回答は各僧侶の個人的な意見で、仏教教義や宗派見解と異なることがあります。多くの回答からあなたの人生を探してみてください。

仏様の存在論-仏様として見出す

神様については私はわかりませんが、あらゆるモノ・コトが「因(原因)・縁(条件)・果(結果)」による相互依存で仮に成立していると見る仏教的視点に照らすならば、運命の支配者や、世界の創造主のような存在としての神は存在しないというのが私見です。

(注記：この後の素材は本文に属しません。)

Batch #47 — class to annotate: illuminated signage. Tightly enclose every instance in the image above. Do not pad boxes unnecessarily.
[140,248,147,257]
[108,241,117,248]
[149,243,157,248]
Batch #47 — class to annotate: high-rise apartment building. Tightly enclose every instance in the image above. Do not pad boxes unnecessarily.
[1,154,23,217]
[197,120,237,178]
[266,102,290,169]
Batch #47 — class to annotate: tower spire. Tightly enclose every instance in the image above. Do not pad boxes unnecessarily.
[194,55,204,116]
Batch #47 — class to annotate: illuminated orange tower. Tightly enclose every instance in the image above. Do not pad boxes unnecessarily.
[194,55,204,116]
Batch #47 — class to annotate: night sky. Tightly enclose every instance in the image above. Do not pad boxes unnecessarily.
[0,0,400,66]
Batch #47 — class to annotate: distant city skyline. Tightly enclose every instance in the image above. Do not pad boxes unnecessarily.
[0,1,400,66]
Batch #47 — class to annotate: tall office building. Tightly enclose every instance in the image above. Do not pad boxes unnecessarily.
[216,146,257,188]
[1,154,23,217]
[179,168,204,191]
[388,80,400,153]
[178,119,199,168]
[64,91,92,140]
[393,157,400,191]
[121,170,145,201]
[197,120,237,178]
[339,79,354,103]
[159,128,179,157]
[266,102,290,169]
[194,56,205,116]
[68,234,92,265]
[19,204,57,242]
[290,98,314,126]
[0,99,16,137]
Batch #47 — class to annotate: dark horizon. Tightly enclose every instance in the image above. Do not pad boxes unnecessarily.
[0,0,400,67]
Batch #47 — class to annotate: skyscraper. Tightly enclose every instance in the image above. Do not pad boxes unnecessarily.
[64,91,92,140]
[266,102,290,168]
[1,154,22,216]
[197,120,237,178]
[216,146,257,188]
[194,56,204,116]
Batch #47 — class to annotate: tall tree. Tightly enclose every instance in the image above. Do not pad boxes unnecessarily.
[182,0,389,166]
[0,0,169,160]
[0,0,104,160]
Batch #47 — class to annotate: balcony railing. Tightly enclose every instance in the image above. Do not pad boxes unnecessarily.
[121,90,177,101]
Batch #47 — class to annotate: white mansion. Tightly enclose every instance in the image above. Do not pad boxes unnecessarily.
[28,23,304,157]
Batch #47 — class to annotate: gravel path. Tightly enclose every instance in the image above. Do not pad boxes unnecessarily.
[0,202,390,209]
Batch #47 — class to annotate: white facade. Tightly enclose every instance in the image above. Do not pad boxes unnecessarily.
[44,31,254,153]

では仏様はどうかというと、歴史上に実際に存在したのはお釈迦様ことゴータマ・シッダッタです。
私たちと同じ人間であるお釈迦様は覚りを開いて仏様になったわけですが、覚りとは目覚めです。お釈迦様は何か新しい概念を作り出して仏様になったとのではなく、お釈迦様が生まれる以前からあった真理(道理・法則)に目覚めて仏様になったのです。

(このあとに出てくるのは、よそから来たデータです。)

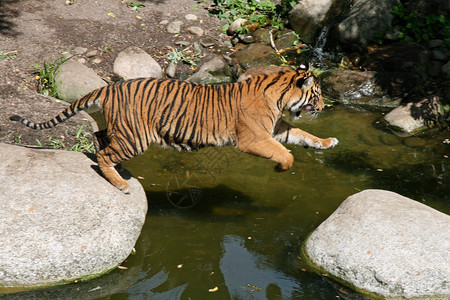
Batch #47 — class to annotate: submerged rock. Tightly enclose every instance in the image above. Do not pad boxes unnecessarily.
[114,46,162,79]
[0,144,147,287]
[320,70,408,107]
[304,190,450,299]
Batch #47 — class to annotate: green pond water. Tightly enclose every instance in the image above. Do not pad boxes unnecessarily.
[5,106,450,299]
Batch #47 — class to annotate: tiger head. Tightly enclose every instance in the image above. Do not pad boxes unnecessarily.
[285,64,325,120]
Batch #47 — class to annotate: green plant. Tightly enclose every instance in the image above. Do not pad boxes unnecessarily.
[70,124,95,153]
[0,51,17,59]
[214,0,297,34]
[127,1,145,12]
[392,3,450,47]
[166,48,202,66]
[31,58,67,98]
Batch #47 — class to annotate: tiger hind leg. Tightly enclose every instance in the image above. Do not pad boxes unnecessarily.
[238,136,294,172]
[97,141,134,194]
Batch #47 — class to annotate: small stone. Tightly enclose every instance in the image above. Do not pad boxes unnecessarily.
[428,39,444,49]
[72,47,87,55]
[166,63,177,78]
[200,37,216,48]
[184,14,198,21]
[227,19,248,35]
[167,21,184,34]
[86,50,98,58]
[187,26,205,36]
[175,41,191,47]
[431,50,448,62]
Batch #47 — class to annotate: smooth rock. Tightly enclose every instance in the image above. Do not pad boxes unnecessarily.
[304,190,450,299]
[167,21,184,34]
[55,60,106,102]
[0,144,147,286]
[186,26,205,36]
[441,61,450,80]
[187,56,232,84]
[184,14,198,21]
[231,44,281,69]
[336,0,399,49]
[114,46,162,79]
[384,96,444,134]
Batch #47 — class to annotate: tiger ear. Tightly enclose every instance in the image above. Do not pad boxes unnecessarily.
[296,63,309,71]
[297,76,314,91]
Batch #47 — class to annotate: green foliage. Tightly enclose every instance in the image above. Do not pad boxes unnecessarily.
[47,124,95,153]
[214,0,297,34]
[166,48,202,66]
[31,58,67,98]
[392,3,450,48]
[127,1,145,12]
[0,51,17,59]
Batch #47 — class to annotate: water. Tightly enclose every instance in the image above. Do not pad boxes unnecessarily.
[5,106,450,299]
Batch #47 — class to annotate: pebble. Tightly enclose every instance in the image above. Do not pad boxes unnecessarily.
[184,14,198,21]
[91,57,103,64]
[167,21,184,34]
[72,47,87,55]
[86,50,98,58]
[187,26,205,36]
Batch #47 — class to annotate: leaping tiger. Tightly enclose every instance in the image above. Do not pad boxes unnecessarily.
[10,65,338,194]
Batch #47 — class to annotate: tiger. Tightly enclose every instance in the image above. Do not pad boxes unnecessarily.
[10,64,338,194]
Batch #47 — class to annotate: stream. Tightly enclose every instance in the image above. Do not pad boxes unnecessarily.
[94,105,450,299]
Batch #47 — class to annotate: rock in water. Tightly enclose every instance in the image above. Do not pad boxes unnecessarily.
[304,190,450,299]
[114,46,162,79]
[0,144,147,286]
[55,60,106,102]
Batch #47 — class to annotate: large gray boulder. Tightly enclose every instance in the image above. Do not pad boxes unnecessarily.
[55,60,106,102]
[336,0,399,48]
[289,0,347,44]
[0,144,147,286]
[384,96,445,134]
[304,190,450,299]
[114,46,162,79]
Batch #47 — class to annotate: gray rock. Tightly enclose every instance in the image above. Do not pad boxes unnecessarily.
[289,0,348,44]
[0,144,147,286]
[336,0,399,48]
[166,62,177,78]
[184,14,198,21]
[320,70,408,107]
[227,19,248,35]
[431,50,448,62]
[289,0,335,43]
[114,46,162,79]
[55,60,106,102]
[231,43,281,70]
[187,56,232,84]
[304,190,450,299]
[186,26,205,36]
[384,96,444,134]
[167,21,184,34]
[72,47,87,55]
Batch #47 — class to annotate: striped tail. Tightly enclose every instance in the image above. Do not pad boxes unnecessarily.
[9,88,102,129]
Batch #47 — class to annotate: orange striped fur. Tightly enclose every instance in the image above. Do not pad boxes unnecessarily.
[11,64,338,193]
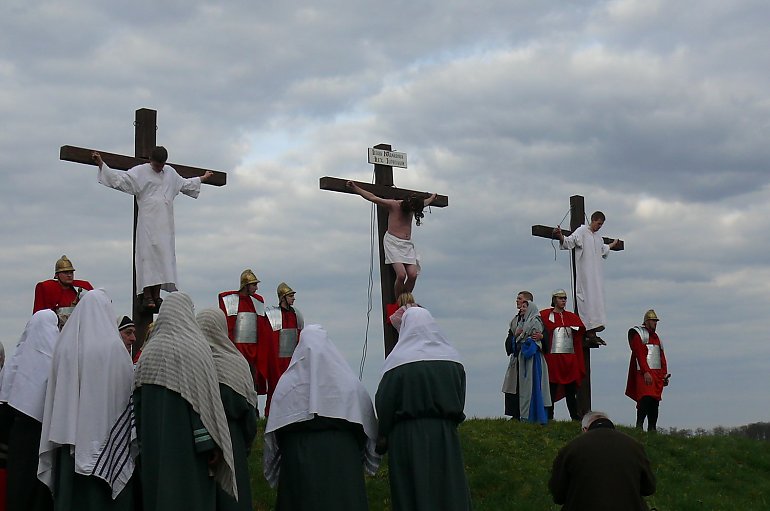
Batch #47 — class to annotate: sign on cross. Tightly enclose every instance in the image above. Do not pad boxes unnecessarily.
[59,108,227,352]
[532,195,625,413]
[321,144,449,356]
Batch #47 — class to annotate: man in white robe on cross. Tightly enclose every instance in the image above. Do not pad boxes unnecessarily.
[554,211,620,345]
[92,146,214,312]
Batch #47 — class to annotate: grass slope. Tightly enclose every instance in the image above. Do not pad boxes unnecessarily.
[250,419,770,511]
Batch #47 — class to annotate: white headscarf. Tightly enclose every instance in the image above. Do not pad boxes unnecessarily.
[133,292,238,496]
[37,289,136,498]
[382,307,462,374]
[0,309,59,422]
[263,325,380,487]
[195,309,257,407]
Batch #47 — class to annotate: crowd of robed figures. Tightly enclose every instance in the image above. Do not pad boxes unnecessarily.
[0,253,470,511]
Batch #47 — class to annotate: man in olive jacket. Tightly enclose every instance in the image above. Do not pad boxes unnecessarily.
[548,412,655,511]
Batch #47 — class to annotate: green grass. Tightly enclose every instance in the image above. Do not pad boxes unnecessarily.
[250,419,770,511]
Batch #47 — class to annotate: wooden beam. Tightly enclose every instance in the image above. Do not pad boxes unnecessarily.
[59,145,227,186]
[320,176,449,208]
[532,225,625,251]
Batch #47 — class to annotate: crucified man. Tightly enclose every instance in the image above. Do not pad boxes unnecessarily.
[345,181,436,297]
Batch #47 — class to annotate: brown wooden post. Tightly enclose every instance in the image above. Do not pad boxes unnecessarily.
[131,108,158,355]
[59,108,227,351]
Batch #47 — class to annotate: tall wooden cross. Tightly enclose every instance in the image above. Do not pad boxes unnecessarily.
[321,144,449,356]
[532,195,625,413]
[59,108,227,352]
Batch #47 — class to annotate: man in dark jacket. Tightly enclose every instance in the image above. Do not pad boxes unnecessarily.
[548,412,655,511]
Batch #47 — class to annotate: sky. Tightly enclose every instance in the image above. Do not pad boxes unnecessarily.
[0,0,770,429]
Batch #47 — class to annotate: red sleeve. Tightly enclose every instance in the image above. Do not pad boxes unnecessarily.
[32,282,48,314]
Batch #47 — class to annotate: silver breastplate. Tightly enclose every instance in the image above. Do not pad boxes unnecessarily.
[233,312,258,344]
[278,328,299,358]
[647,344,663,369]
[551,326,575,354]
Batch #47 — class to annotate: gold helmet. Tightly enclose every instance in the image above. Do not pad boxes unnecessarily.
[239,268,259,289]
[644,309,660,321]
[54,255,75,274]
[278,282,295,302]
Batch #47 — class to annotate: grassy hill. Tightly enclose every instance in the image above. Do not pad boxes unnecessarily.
[251,419,770,511]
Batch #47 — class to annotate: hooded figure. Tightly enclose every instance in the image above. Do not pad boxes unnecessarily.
[134,292,238,511]
[196,309,257,511]
[37,289,136,510]
[264,325,380,511]
[375,307,471,511]
[0,309,59,511]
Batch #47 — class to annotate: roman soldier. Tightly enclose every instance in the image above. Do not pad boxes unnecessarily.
[626,309,671,431]
[265,282,304,413]
[219,269,273,394]
[540,289,586,421]
[32,255,94,323]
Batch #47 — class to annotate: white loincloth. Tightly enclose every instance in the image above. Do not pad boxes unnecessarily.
[382,231,420,275]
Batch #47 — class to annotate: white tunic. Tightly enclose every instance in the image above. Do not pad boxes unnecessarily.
[98,163,201,293]
[561,225,610,330]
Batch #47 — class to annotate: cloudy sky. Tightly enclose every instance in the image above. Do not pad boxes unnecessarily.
[0,0,770,428]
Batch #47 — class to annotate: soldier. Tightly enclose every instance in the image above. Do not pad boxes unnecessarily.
[540,289,586,421]
[265,282,304,414]
[626,309,671,431]
[219,269,273,394]
[32,255,93,324]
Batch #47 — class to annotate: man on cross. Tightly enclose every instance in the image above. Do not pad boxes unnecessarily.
[92,146,214,312]
[345,181,436,296]
[554,211,620,345]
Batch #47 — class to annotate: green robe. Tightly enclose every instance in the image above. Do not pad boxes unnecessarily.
[375,360,471,511]
[275,416,369,511]
[134,384,216,511]
[217,383,257,511]
[53,445,136,511]
[5,406,53,511]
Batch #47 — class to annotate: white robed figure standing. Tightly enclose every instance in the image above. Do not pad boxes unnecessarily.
[555,211,619,344]
[93,146,213,311]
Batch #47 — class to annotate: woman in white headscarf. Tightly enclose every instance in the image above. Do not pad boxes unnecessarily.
[263,325,380,511]
[375,307,471,511]
[133,292,238,511]
[515,300,552,424]
[37,289,136,511]
[196,309,257,511]
[0,309,59,511]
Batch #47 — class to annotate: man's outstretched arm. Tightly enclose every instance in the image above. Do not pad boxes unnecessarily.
[345,181,392,207]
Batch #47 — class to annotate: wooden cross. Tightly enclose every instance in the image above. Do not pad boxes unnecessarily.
[321,144,449,356]
[532,195,625,413]
[59,108,227,353]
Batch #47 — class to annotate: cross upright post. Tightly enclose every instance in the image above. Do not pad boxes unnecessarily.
[320,144,449,356]
[59,108,227,352]
[532,195,625,414]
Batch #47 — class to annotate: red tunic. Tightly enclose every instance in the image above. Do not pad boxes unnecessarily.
[626,327,668,402]
[32,279,94,314]
[540,308,586,392]
[265,307,302,415]
[219,291,273,395]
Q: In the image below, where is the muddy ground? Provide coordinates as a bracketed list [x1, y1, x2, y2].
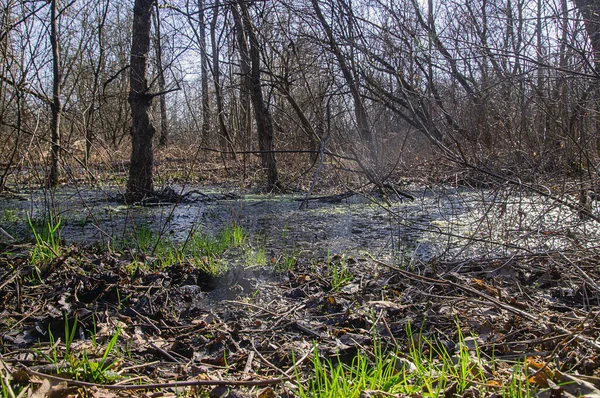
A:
[0, 157, 600, 398]
[0, 235, 600, 397]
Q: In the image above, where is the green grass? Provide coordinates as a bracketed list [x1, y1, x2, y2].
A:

そこで、お釈迦様をして仏様たらしめたものがあるという説が展開されていきます。三身(さんじん)説です。

法身:姿形を超えた真理そのものである仏身
報身:真理が慈悲として働き出る能動性・精神性に報いて得られた仏身
応身:私たちの能力や状況に応じて仮に現れた仏身

大乗仏教になると様々な経典に種々の超人的な仏様の存在が説かれますが、これはお釈迦様の教えによって真理に目覚めた仏弟子たちが、お釈迦様をしてお釈迦様たらしめた法身や報身について、説話(物語・神話)的表現をもって編纂・作成した経典であると思われます。
歴史的事実としてあった出来事ではなく、そこにそれぞれが出会った教えを表現したのですね。

ですから、たとえば宇宙の真理そのものとしての大日如来や、全ての生きとし生けるものを極楽浄土に往生させて救うと誓った阿弥陀如来などの仏様は、その仏様が実体として現実にこの世界に存在するのではなく、そういう「はたらき」をそれらの「仏様」として見出し、称し、そして敬っていくという存在論になります。その存在は歴史的事実ではなく「(私を真理に目覚めさせる)はたらきとして事実」です。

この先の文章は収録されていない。